Capture d’écran de la couverture de « Vogue Arabia ».

La dernière couverture du magazine Vogue, montrant une princesse saoudienne posant au volant d’une décapotable rouge, n’est pas passée inaperçue. On y voit la fille de l’ancien roi Abdallah portant gants en cuir et talons aiguilles, et vêtue d’une longue tenue blanche et d’un voile laissant apparaître une partie de sa chevelure.

Avec cette « une » de son numéro de juin, Vogue Arabia voulait célébrer les « femmes avant-gardistes en Arabie saoudite » et louer les réformes sociétales engagées par le prince héritier Mohammed Ben Salman. Riyad s’est notamment engagé en septembre 2017 à autoriser les femmes à conduire, fixant ensuite au 24 juin la levée de l’interdiction.

« Dans notre pays, certains conservateurs ont peur du changement. (…) Personnellement, je soutiens ces changements avec beaucoup d’enthousiasme », a affirmé la princesse Hayfa Bint Abdallah Al-Saoud au magazine.

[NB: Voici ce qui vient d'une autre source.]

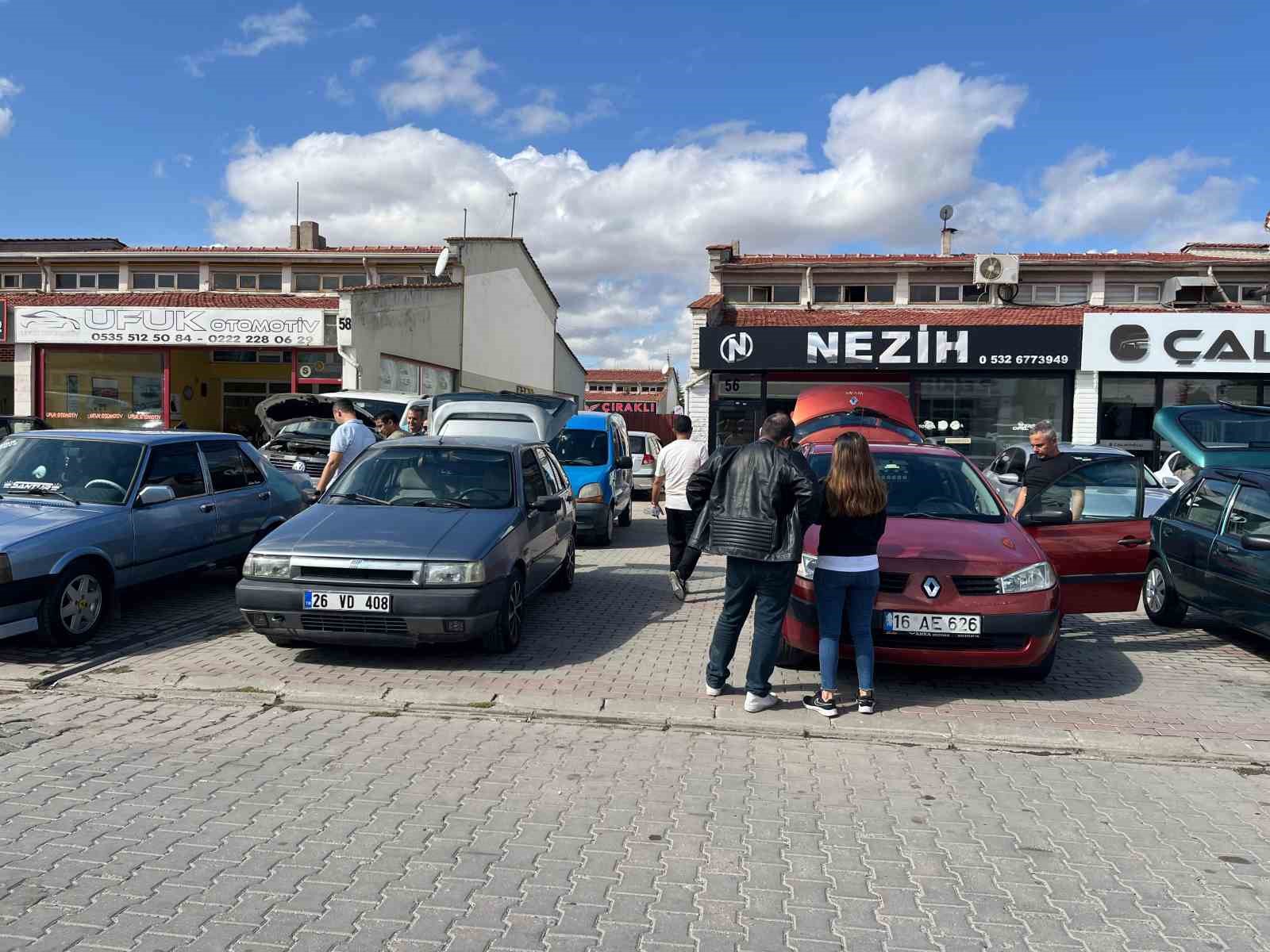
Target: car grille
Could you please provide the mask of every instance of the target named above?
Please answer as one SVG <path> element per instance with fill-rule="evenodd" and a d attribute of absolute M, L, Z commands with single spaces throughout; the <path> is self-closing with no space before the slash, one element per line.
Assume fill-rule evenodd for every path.
<path fill-rule="evenodd" d="M 954 575 L 952 584 L 956 585 L 959 595 L 998 595 L 996 575 Z"/>
<path fill-rule="evenodd" d="M 908 585 L 908 572 L 880 572 L 878 590 L 898 595 Z"/>
<path fill-rule="evenodd" d="M 409 635 L 405 618 L 385 618 L 378 614 L 337 614 L 305 612 L 300 619 L 305 631 L 325 631 L 337 635 Z"/>

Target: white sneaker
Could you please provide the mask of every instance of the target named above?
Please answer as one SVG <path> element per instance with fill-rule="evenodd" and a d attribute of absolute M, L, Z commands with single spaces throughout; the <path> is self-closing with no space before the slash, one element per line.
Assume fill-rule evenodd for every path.
<path fill-rule="evenodd" d="M 776 707 L 781 699 L 776 694 L 765 694 L 759 697 L 758 694 L 751 694 L 745 692 L 745 710 L 749 713 L 758 713 L 759 711 L 766 711 L 770 707 Z"/>

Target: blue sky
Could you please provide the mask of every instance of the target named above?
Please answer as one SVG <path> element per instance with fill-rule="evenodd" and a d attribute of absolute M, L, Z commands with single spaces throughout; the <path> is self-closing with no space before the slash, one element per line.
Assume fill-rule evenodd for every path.
<path fill-rule="evenodd" d="M 472 11 L 480 19 L 474 20 Z M 1270 6 L 0 0 L 4 235 L 517 231 L 591 363 L 686 349 L 702 245 L 1257 240 Z"/>

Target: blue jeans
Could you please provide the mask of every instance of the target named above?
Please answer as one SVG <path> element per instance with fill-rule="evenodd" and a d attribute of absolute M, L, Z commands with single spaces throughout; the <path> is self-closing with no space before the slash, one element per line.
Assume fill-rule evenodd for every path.
<path fill-rule="evenodd" d="M 861 691 L 872 691 L 872 605 L 878 598 L 878 570 L 836 572 L 815 570 L 815 613 L 820 621 L 820 689 L 834 691 L 838 680 L 838 640 L 846 609 L 856 675 Z"/>
<path fill-rule="evenodd" d="M 711 688 L 721 688 L 726 683 L 728 665 L 737 654 L 737 640 L 757 598 L 754 644 L 749 649 L 745 691 L 759 697 L 771 693 L 776 651 L 781 644 L 781 627 L 796 567 L 794 562 L 759 562 L 728 556 L 723 611 L 710 641 L 710 664 L 706 665 L 706 684 Z"/>

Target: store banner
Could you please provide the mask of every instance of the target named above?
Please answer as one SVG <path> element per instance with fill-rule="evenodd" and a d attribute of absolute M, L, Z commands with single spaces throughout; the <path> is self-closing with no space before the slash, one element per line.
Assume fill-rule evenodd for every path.
<path fill-rule="evenodd" d="M 323 343 L 323 312 L 316 307 L 14 307 L 11 340 L 314 347 Z"/>
<path fill-rule="evenodd" d="M 1270 372 L 1270 321 L 1231 311 L 1085 315 L 1082 371 Z"/>
<path fill-rule="evenodd" d="M 1081 329 L 1038 326 L 702 327 L 701 367 L 711 371 L 871 367 L 1036 369 L 1081 359 Z"/>

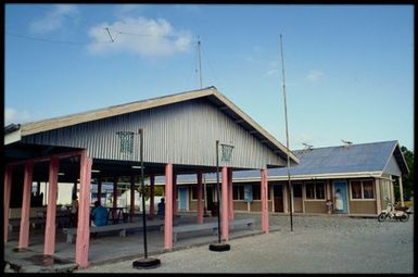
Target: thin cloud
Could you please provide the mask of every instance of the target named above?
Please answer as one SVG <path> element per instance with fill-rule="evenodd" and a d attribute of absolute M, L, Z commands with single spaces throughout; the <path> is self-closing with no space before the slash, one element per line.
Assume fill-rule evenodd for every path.
<path fill-rule="evenodd" d="M 63 25 L 66 16 L 78 13 L 78 8 L 74 4 L 55 4 L 54 9 L 47 13 L 42 18 L 34 21 L 29 25 L 29 30 L 36 34 L 47 34 L 54 32 Z"/>
<path fill-rule="evenodd" d="M 116 9 L 115 15 L 117 17 L 125 17 L 132 12 L 142 12 L 145 7 L 147 4 L 123 4 Z"/>
<path fill-rule="evenodd" d="M 112 38 L 105 28 L 109 28 Z M 176 30 L 166 20 L 141 16 L 127 17 L 112 24 L 102 23 L 92 27 L 89 36 L 92 42 L 88 50 L 94 54 L 129 52 L 163 56 L 188 51 L 191 42 L 189 32 Z M 104 43 L 112 39 L 112 43 Z"/>
<path fill-rule="evenodd" d="M 12 108 L 4 109 L 4 126 L 12 123 L 25 123 L 30 118 L 29 113 L 26 111 L 17 111 Z"/>
<path fill-rule="evenodd" d="M 319 80 L 321 77 L 324 76 L 324 73 L 320 72 L 320 71 L 311 71 L 307 76 L 306 76 L 306 79 L 308 81 L 317 81 Z"/>

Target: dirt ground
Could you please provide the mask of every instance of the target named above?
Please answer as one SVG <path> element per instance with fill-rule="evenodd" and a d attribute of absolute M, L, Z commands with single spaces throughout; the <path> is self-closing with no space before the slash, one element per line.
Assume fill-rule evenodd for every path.
<path fill-rule="evenodd" d="M 413 216 L 414 217 L 414 216 Z M 354 273 L 413 274 L 414 218 L 406 223 L 340 216 L 270 216 L 278 230 L 232 239 L 227 252 L 208 245 L 160 254 L 161 266 L 129 260 L 74 273 Z"/>

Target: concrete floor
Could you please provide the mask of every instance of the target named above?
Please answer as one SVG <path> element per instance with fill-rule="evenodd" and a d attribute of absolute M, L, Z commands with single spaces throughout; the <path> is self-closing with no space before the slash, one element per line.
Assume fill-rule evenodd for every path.
<path fill-rule="evenodd" d="M 263 234 L 261 230 L 261 214 L 236 214 L 236 218 L 255 219 L 252 229 L 242 226 L 230 230 L 230 239 Z M 137 218 L 140 221 L 141 218 Z M 217 217 L 204 217 L 204 222 L 217 222 Z M 177 224 L 195 223 L 194 213 L 179 213 L 174 221 Z M 270 224 L 270 229 L 278 226 Z M 4 244 L 5 270 L 22 273 L 40 272 L 72 272 L 76 268 L 75 244 L 66 243 L 66 237 L 62 229 L 56 229 L 55 253 L 52 257 L 45 257 L 43 253 L 43 228 L 30 228 L 29 248 L 27 251 L 16 251 L 18 242 L 18 228 L 10 235 L 10 240 Z M 173 250 L 181 250 L 193 245 L 210 244 L 217 242 L 218 237 L 211 230 L 181 234 L 173 244 Z M 149 256 L 161 254 L 164 251 L 164 232 L 160 230 L 147 231 L 147 245 Z M 90 265 L 104 264 L 107 262 L 123 261 L 127 259 L 140 259 L 144 255 L 143 232 L 127 231 L 126 237 L 118 237 L 117 232 L 99 234 L 97 238 L 90 239 L 89 262 Z"/>

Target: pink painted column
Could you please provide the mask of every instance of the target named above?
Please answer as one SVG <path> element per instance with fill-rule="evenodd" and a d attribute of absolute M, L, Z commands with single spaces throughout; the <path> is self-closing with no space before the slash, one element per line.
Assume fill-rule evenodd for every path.
<path fill-rule="evenodd" d="M 102 204 L 102 177 L 98 178 L 98 201 Z"/>
<path fill-rule="evenodd" d="M 113 178 L 113 207 L 117 207 L 117 176 Z"/>
<path fill-rule="evenodd" d="M 165 165 L 164 249 L 173 248 L 173 164 Z"/>
<path fill-rule="evenodd" d="M 155 216 L 155 175 L 150 175 L 150 217 L 153 218 Z"/>
<path fill-rule="evenodd" d="M 173 173 L 173 215 L 177 214 L 177 174 Z"/>
<path fill-rule="evenodd" d="M 228 219 L 233 221 L 232 168 L 228 168 Z"/>
<path fill-rule="evenodd" d="M 25 164 L 25 177 L 23 184 L 21 231 L 18 234 L 18 249 L 25 249 L 29 244 L 29 214 L 30 214 L 30 189 L 34 173 L 34 162 Z"/>
<path fill-rule="evenodd" d="M 91 165 L 92 159 L 86 155 L 86 151 L 83 151 L 80 155 L 80 190 L 75 259 L 80 268 L 89 266 Z"/>
<path fill-rule="evenodd" d="M 202 186 L 202 172 L 198 172 L 198 224 L 203 223 L 203 186 Z"/>
<path fill-rule="evenodd" d="M 130 209 L 129 209 L 129 222 L 134 222 L 135 215 L 135 175 L 130 175 Z"/>
<path fill-rule="evenodd" d="M 228 167 L 223 166 L 221 172 L 221 238 L 225 241 L 229 240 L 229 223 L 228 223 Z"/>
<path fill-rule="evenodd" d="M 49 163 L 49 191 L 47 223 L 45 228 L 43 254 L 52 255 L 55 251 L 55 216 L 56 216 L 56 192 L 58 192 L 58 171 L 60 168 L 60 160 L 52 158 Z"/>
<path fill-rule="evenodd" d="M 117 180 L 118 180 L 118 177 L 117 176 L 114 176 L 113 177 L 113 210 L 112 210 L 112 217 L 110 216 L 109 218 L 113 218 L 115 219 L 116 216 L 117 216 L 117 211 L 116 211 L 116 207 L 117 207 Z"/>
<path fill-rule="evenodd" d="M 12 191 L 12 174 L 13 168 L 11 166 L 5 166 L 4 171 L 4 202 L 3 202 L 3 219 L 4 219 L 4 232 L 3 241 L 8 242 L 9 238 L 9 210 L 10 210 L 10 193 Z"/>
<path fill-rule="evenodd" d="M 262 174 L 262 230 L 268 234 L 268 182 L 267 169 L 261 169 Z"/>

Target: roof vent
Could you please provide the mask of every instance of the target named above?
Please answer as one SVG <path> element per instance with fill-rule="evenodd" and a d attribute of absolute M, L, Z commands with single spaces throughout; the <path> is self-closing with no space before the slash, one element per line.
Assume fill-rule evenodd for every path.
<path fill-rule="evenodd" d="M 343 143 L 344 143 L 344 147 L 345 148 L 350 148 L 352 144 L 353 144 L 353 142 L 351 142 L 351 141 L 347 141 L 347 140 L 341 140 Z"/>
<path fill-rule="evenodd" d="M 304 152 L 311 151 L 314 146 L 307 144 L 307 143 L 302 143 L 305 148 L 303 149 Z"/>

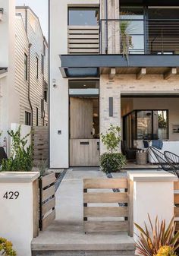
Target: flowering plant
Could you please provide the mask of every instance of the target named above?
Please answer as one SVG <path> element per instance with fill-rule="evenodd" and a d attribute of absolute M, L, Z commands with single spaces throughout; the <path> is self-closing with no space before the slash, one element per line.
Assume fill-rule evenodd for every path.
<path fill-rule="evenodd" d="M 145 223 L 145 230 L 135 224 L 140 235 L 136 243 L 138 255 L 143 256 L 177 256 L 176 251 L 179 247 L 179 232 L 175 232 L 176 223 L 173 217 L 168 226 L 165 220 L 159 222 L 155 218 L 155 224 L 152 223 L 148 214 L 150 229 Z"/>
<path fill-rule="evenodd" d="M 12 243 L 0 237 L 0 254 L 3 256 L 16 256 L 16 251 L 12 248 Z"/>

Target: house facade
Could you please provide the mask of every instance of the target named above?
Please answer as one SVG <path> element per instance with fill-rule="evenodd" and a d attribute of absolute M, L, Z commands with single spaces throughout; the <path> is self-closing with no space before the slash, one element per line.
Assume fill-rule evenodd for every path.
<path fill-rule="evenodd" d="M 0 131 L 8 149 L 11 123 L 47 125 L 48 43 L 30 8 L 1 0 L 0 9 Z"/>
<path fill-rule="evenodd" d="M 110 125 L 179 153 L 176 2 L 49 0 L 49 21 L 50 167 L 98 166 Z"/>

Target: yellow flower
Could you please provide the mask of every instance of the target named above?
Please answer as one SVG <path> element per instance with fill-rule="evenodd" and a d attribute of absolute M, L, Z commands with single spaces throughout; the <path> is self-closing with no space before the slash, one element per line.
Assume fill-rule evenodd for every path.
<path fill-rule="evenodd" d="M 155 256 L 177 256 L 171 246 L 162 246 Z"/>

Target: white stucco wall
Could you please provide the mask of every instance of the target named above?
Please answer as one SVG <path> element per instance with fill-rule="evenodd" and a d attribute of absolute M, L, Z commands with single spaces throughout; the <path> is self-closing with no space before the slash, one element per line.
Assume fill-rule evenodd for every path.
<path fill-rule="evenodd" d="M 0 40 L 0 67 L 8 69 L 0 85 L 0 130 L 3 131 L 3 138 L 7 137 L 11 122 L 19 122 L 19 96 L 14 90 L 15 0 L 0 0 L 0 7 L 4 8 L 3 21 L 0 21 L 0 35 L 3 35 Z M 9 139 L 8 145 L 10 145 Z"/>
<path fill-rule="evenodd" d="M 69 167 L 68 80 L 59 55 L 68 54 L 68 7 L 96 6 L 99 0 L 50 0 L 50 168 Z M 54 81 L 54 82 L 53 82 Z M 55 84 L 56 87 L 53 87 Z M 58 131 L 61 134 L 58 134 Z"/>

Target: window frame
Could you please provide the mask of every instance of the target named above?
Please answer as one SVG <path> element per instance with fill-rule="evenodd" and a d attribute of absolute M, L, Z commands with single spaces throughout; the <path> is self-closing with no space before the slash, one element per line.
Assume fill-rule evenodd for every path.
<path fill-rule="evenodd" d="M 25 111 L 25 125 L 31 126 L 31 113 Z"/>
<path fill-rule="evenodd" d="M 70 10 L 71 9 L 77 9 L 80 11 L 80 9 L 98 9 L 99 10 L 99 21 L 100 20 L 100 8 L 99 6 L 68 6 L 68 26 L 86 26 L 85 24 L 83 25 L 70 25 Z M 87 25 L 87 26 L 99 26 L 99 24 L 96 25 Z"/>
<path fill-rule="evenodd" d="M 28 81 L 28 55 L 26 52 L 24 52 L 24 79 L 25 81 Z"/>
<path fill-rule="evenodd" d="M 36 126 L 39 126 L 39 108 L 36 106 Z"/>

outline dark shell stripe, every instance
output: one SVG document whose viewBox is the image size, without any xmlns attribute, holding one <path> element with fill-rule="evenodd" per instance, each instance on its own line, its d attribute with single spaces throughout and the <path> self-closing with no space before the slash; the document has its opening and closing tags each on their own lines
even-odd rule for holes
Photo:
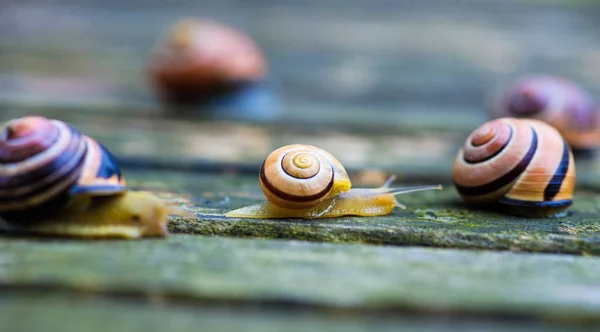
<svg viewBox="0 0 600 332">
<path fill-rule="evenodd" d="M 123 192 L 125 180 L 116 158 L 97 141 L 86 137 L 88 153 L 79 181 L 73 185 L 71 195 Z"/>
<path fill-rule="evenodd" d="M 64 133 L 64 131 L 62 131 L 62 133 Z M 44 127 L 40 133 L 35 133 L 35 135 L 32 136 L 34 137 L 0 141 L 0 165 L 7 166 L 14 164 L 23 161 L 32 155 L 37 155 L 48 150 L 50 147 L 54 146 L 61 137 L 61 130 L 59 127 L 47 126 Z M 40 142 L 40 137 L 44 138 L 43 142 Z"/>
<path fill-rule="evenodd" d="M 567 171 L 569 169 L 569 146 L 566 142 L 564 142 L 563 146 L 563 156 L 560 160 L 560 164 L 558 165 L 556 172 L 554 172 L 554 176 L 552 177 L 552 179 L 546 186 L 546 189 L 544 190 L 545 201 L 553 200 L 554 197 L 560 192 L 560 187 L 562 186 L 562 183 L 565 180 L 565 176 L 567 175 Z"/>
<path fill-rule="evenodd" d="M 498 151 L 494 152 L 493 154 L 489 155 L 488 157 L 486 157 L 485 159 L 481 159 L 481 160 L 477 160 L 477 161 L 469 161 L 467 160 L 467 158 L 465 158 L 465 156 L 463 155 L 463 161 L 467 164 L 478 164 L 478 163 L 483 163 L 486 162 L 488 160 L 491 160 L 493 158 L 495 158 L 497 155 L 499 155 L 502 151 L 504 151 L 504 149 L 508 146 L 508 144 L 510 143 L 510 140 L 512 139 L 512 135 L 513 135 L 513 127 L 512 126 L 508 126 L 508 129 L 510 130 L 509 134 L 508 134 L 508 139 L 506 140 L 506 143 L 504 143 L 504 145 L 498 149 Z"/>
<path fill-rule="evenodd" d="M 573 201 L 570 199 L 560 200 L 560 201 L 522 201 L 518 199 L 510 199 L 506 197 L 502 197 L 498 200 L 501 204 L 513 205 L 513 206 L 522 206 L 522 207 L 563 207 L 569 206 L 573 204 Z"/>
<path fill-rule="evenodd" d="M 48 149 L 44 153 L 14 165 L 15 169 L 19 169 L 19 165 L 32 169 L 30 167 L 32 164 L 39 164 L 38 169 L 0 178 L 3 188 L 0 190 L 0 210 L 21 209 L 39 204 L 73 185 L 79 175 L 86 146 L 81 140 L 81 134 L 76 130 L 67 127 L 61 130 L 61 136 L 69 139 L 66 148 Z M 44 165 L 42 161 L 46 164 Z"/>
<path fill-rule="evenodd" d="M 68 127 L 60 123 L 57 123 L 56 125 L 58 127 L 57 130 L 59 131 L 59 137 L 48 149 L 41 153 L 35 153 L 35 151 L 31 150 L 30 152 L 32 152 L 32 155 L 30 154 L 27 156 L 27 158 L 13 163 L 0 164 L 0 177 L 16 176 L 42 168 L 50 160 L 55 159 L 61 153 L 67 150 L 69 145 L 72 144 L 73 140 L 78 139 L 79 135 L 76 135 L 77 132 L 72 132 Z M 9 151 L 13 150 L 14 148 L 15 147 L 9 148 Z"/>
<path fill-rule="evenodd" d="M 529 150 L 527 151 L 525 156 L 521 159 L 521 161 L 519 161 L 517 166 L 515 166 L 513 169 L 511 169 L 508 173 L 504 174 L 503 176 L 501 176 L 491 182 L 488 182 L 486 184 L 480 185 L 480 186 L 466 187 L 466 186 L 461 186 L 455 182 L 454 185 L 456 186 L 456 189 L 458 190 L 458 192 L 464 196 L 483 196 L 483 195 L 491 194 L 491 193 L 503 188 L 504 186 L 512 183 L 513 181 L 515 181 L 525 171 L 525 169 L 527 169 L 527 166 L 529 166 L 529 163 L 533 159 L 533 156 L 535 155 L 535 152 L 537 150 L 537 145 L 538 145 L 537 144 L 538 143 L 537 133 L 535 132 L 535 130 L 533 128 L 531 128 L 531 131 L 533 134 L 532 140 L 531 140 L 531 145 L 529 146 Z"/>
<path fill-rule="evenodd" d="M 66 149 L 56 156 L 36 156 L 47 159 L 46 165 L 32 169 L 29 172 L 13 176 L 0 176 L 0 196 L 18 194 L 20 190 L 37 189 L 44 183 L 51 183 L 66 173 L 72 173 L 79 167 L 86 146 L 79 137 L 74 136 Z M 73 165 L 75 164 L 75 165 Z M 68 167 L 70 166 L 70 167 Z"/>
<path fill-rule="evenodd" d="M 331 188 L 333 188 L 333 182 L 335 179 L 335 175 L 332 175 L 331 177 L 331 181 L 329 181 L 329 183 L 327 184 L 327 186 L 320 192 L 314 194 L 314 195 L 310 195 L 310 196 L 297 196 L 297 195 L 291 195 L 288 194 L 286 192 L 283 192 L 277 188 L 275 188 L 273 186 L 273 184 L 271 184 L 271 182 L 269 182 L 269 180 L 267 179 L 267 176 L 265 174 L 265 163 L 263 162 L 263 164 L 260 166 L 260 178 L 261 181 L 263 182 L 263 185 L 269 190 L 271 191 L 271 193 L 273 193 L 273 195 L 290 201 L 290 202 L 311 202 L 311 201 L 317 201 L 323 197 L 325 197 L 330 191 Z M 333 173 L 332 173 L 333 174 Z"/>
</svg>

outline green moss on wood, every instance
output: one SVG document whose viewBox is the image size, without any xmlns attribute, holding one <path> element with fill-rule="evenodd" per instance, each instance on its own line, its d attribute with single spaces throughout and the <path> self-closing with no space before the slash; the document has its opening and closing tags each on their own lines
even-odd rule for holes
<svg viewBox="0 0 600 332">
<path fill-rule="evenodd" d="M 262 303 L 352 315 L 587 323 L 600 317 L 600 260 L 588 257 L 191 235 L 91 242 L 0 238 L 0 252 L 0 307 L 7 307 L 10 294 L 29 290 L 40 299 L 51 291 L 127 294 L 163 304 Z"/>
</svg>

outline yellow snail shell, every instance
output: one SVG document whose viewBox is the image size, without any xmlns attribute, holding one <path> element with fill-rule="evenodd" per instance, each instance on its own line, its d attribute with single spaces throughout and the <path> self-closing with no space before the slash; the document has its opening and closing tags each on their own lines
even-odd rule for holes
<svg viewBox="0 0 600 332">
<path fill-rule="evenodd" d="M 441 186 L 389 188 L 390 178 L 379 188 L 351 189 L 342 164 L 323 149 L 293 144 L 267 156 L 259 181 L 267 202 L 225 214 L 243 218 L 334 218 L 346 215 L 378 216 L 404 208 L 395 195 Z"/>
<path fill-rule="evenodd" d="M 523 216 L 558 216 L 572 204 L 575 162 L 552 126 L 500 118 L 469 135 L 452 176 L 468 203 L 498 205 Z"/>
</svg>

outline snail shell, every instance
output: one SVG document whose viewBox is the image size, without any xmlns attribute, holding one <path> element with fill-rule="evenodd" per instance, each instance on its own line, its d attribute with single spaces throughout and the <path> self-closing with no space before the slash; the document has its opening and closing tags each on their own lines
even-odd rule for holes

Colère des militants des droits des femmes

La photo a déclenché la polémique dans le royaume conservateur. Les militants des droits de la femme ont fait part de leur colère, au moins onze des leurs ayant été arrêtés en mai, en majorité des femmes connues pour avoir lutté contre l’interdiction de conduire et le système de tutelle masculine en Arabie saoudite. Au moins quatre d’entre eux ont été libérés la semaine dernière, mais le sort des autres reste incertain, selon Amnesty International.

Des médias progouvernementaux saoudiens les ont qualifiés de « traîtres », tandis que sur les réseaux sociaux, la photo de la couverture a été largement reprise en remplaçant le visage de la princesse par celui des militantes détenues.

« Après que@VogueArabia a pensé qu’il faisait sens de présenter [la princesse] sur son numéro de juin 2018 consacré aux femmes avant-gardistes d’Arabie saoudite(…), les Saoudiennes se sont servies de Twitter pour s’y opposer, et ont remplacé sa photo par celles de trois des militantes arrêtées et qualifiées de traîtresses », a tweeté la militante saoudo-américaine Nora Abdulkarim.

Selon des analystes, la récente campagne de répression contre les militants des droits de la femme reflète les limites des réformes engagées par le prince héritier, qui a récemment fait une tournée internationale visant à redorer l’image du royaume ultraconservateur.